Le terme phytoplancton désigne les algues microscopiques unicellulaires (microalgues) qui se développent en mer et dérivent au grès des courants.

Le phytoplancton produit la moitié de l’oxygène que nous respirons et fixe le CO2 via le processus de photosynthèse. C’est également le premier producteur primaire du milieu marin, ce qui le positionne à la base de la chaîne alimentaire des océans.

À ce jour, plus de 5000 espèces ont été identifiées à l'échelle mondiale, dont certaines (environ 200 espèces) sont susceptibles d’être nuisibles ou toxiques lors de phénomènes appelés « efflorescences » (ou blooms).


Lorsque les conditions sont favorables, et bien souvent en raison de l'eutrophisation des zones côtières, le phytoplancton prolifère de manière très importante, provoquant ainsi des eaux colorées (rouges, vertes, marrons, ou noires), des accumulations de mousse en mer et sur le littoral, ou encore la production de toxines qui s’accumulent dans la chaîne alimentaire et deviennent dangereuses pour la faune marine, et parfois également pour les hommes.

Ces efflorescences peuvent provoquer des dysfonctionnements des écosystèmes marins, en altèrent la qualité et présentent un risque pour la santé humaine.

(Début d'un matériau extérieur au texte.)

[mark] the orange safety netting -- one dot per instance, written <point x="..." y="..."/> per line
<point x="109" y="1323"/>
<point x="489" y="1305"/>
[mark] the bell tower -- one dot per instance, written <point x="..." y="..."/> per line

Autant de raisons qui nécessitent une surveillance attentive du phytoplancton.

Dans le cadre d'un projet de recherche financé par le CNES, l'équipe RSBE2 a développé des méthodes d'observation des blooms potentiellement toxiques par télédétection satellite à haute résolution spatiale. Les observations satellites sont notamment utilisées en synergie avec la surveillance réalisée en mer par IFREMER.

Récemment, ces travaux ont permis de caractériser l'étendue spatiale d'un bloom d'un dinoflagellé toxique, Lingulodinium polyedra, se produisant depuis fin Mai dans les Pays de la Loire.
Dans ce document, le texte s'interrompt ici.